Just Try It: Quantity Trumps Quality

Followup to: Don’t Fear Failure

In the same theme as the last article, I think that failure is actually pretty important in learning. Rationality needs data, and trying is a good source of it.

When you’re trying to do something new, you probably won’t be able to do it right the first time. Even if you obsess over it. Jeff Atwood is a programmer who says Quantity Always Trumps Quality

The ceramics teacher announced on opening day that he was dividing the class into two groups. All those on the left side of the studio, he said, would be graded solely on the quantity of work they produced, all those on the right solely on its quality. His procedure was simple: on the final day of class he would bring in his bathroom scales and weigh the work of the “quantity” group: fifty pound of pots rated an “A”, forty pounds a “B”, and so on. Those being graded on “quality”, however, needed to produce only one pot—albeit a perfect one—to get an “A”.

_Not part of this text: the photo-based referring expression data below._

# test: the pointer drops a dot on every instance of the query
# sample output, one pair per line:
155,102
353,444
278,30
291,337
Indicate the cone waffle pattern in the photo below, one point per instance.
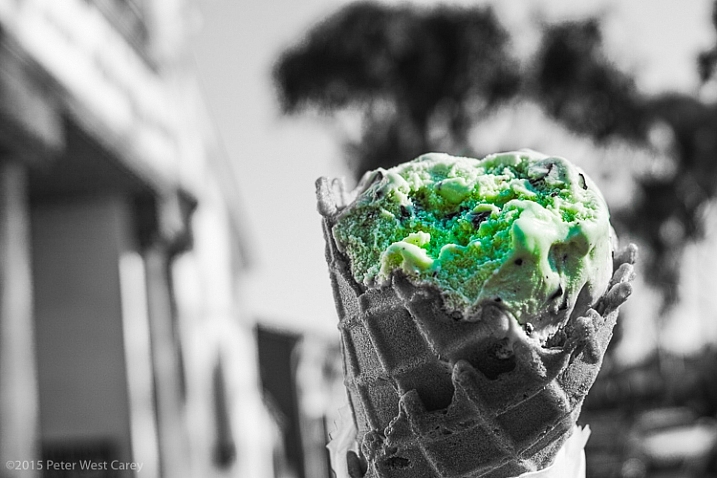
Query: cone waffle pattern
435,397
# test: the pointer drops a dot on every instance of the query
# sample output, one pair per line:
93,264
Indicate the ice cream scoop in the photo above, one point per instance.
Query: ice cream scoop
521,229
476,299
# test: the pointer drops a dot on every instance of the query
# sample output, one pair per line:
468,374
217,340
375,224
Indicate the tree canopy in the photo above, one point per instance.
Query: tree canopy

Well, came grading time and a curious fact emerged: the works of highest quality were all produced by the group being graded for quantity. It seems that while the “quantity” group was busily churning out piles of work—and learning from their mistakes—the “quality” group had sat theorizing about perfection, and in the end had little more to show for their efforts than grandiose theories and a pile of dead clay.

Where have I heard this before?

  1. Stop theorizing.

  2. Write lots of software.

  3. Learn from your mistakes.

Quantity always trumps quality.

When it comes to software, the same rule applies. If you aren’t building, you aren’t learning. Rather than agonizing over whether you’re building the right thing, just build it. And if that one doesn’t work, keep building until you get one that does.

The people who tried more did better, even though they failed more too. Of course you shouldn’t try to fail, but you shouldn’t let the fear of it stop you from tyring.

I wouldn’t go as far as to say that quantity always trumps quality, but where the cost of failure is low lots of failures that you pay attention to is a pretty good way of learning. You should hold off on proposing solutions, but you also need to get around to actually trying the proposed solution.

I’m normed such that I’ll spend more time talking about if something will work than trying it out to see if it works. The problem is that if you don’t know about something already, your thoughts about what will work aren’t going to be particularly accurate. Trying something will very conclusively demonstrate if something works or not.

Note:
I originally had this as part of Don’t Fear Failure, but that post got too long.